As human beings, we are well-intentioned and often want to help or even ‘fix’ things for others. Consequently, in our everyday interactions, that can easily become seeking to speak, rather than listening. For example, waiting for the person speaking to pause for breath so we can give our:

  • advice,
  • opinion (including agreeing),
  • story of what we did when something similar happened to us.

In these circumstances neither person is really listening to the other. But, with some thought and awareness, we can learn to listen and really hear people. When we are truly heard, we connect to the person doing the listening and vice versa – which is great for all concerned.

How do we do that?

The type of listening we encourage people to practice on our sessions is ‘Listening Without Commentary’. It comes in two parts:

  • Listening without saying anything – giving our full attention to the other person without needing to say anything at all.
  • Listening without letting our mind wander off – this can be even more challenging than not saying anything. Our minds will wander off – into our own ‘commentary’ of advice, agreement / disagreement etc. and it’s natural for thoughts to arise.
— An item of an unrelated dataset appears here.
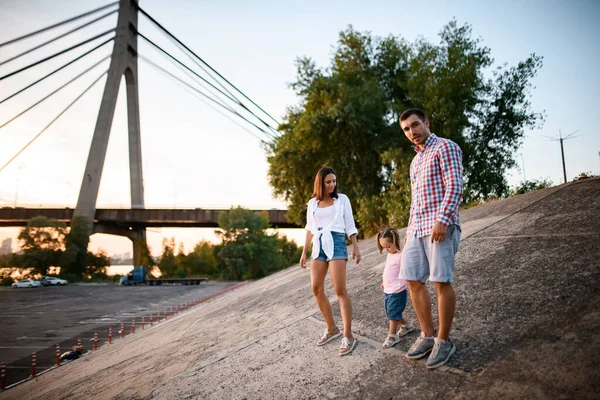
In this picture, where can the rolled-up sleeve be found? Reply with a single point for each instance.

We practice ‘Being Present’ on all our sessions, which is simply the act of taking notice on purpose. When we listen without commentary we bring that awareness to our listening. When you are listening to someone and you notice thoughts appearing in your head, just bring yourself back to listening again. It is possible that you may have to do this again and again. There is no need to judge yourself for this, be kind and gentle and just return to listening.

Our experience is that this can take practice but being able to really listen to someone else is a gift to both them and you. Having space to truly be heard without someone judging you, trying to solve your problems or fix things for you is very helpful. Mostly when we have an opportunity to be listened to we will find a space where we can gain our own clarity about what we would like to do.

Even in everyday conversations the more you can bring yourself to ‘listen without commentary’ when someone else is speaking the better your relationships will become.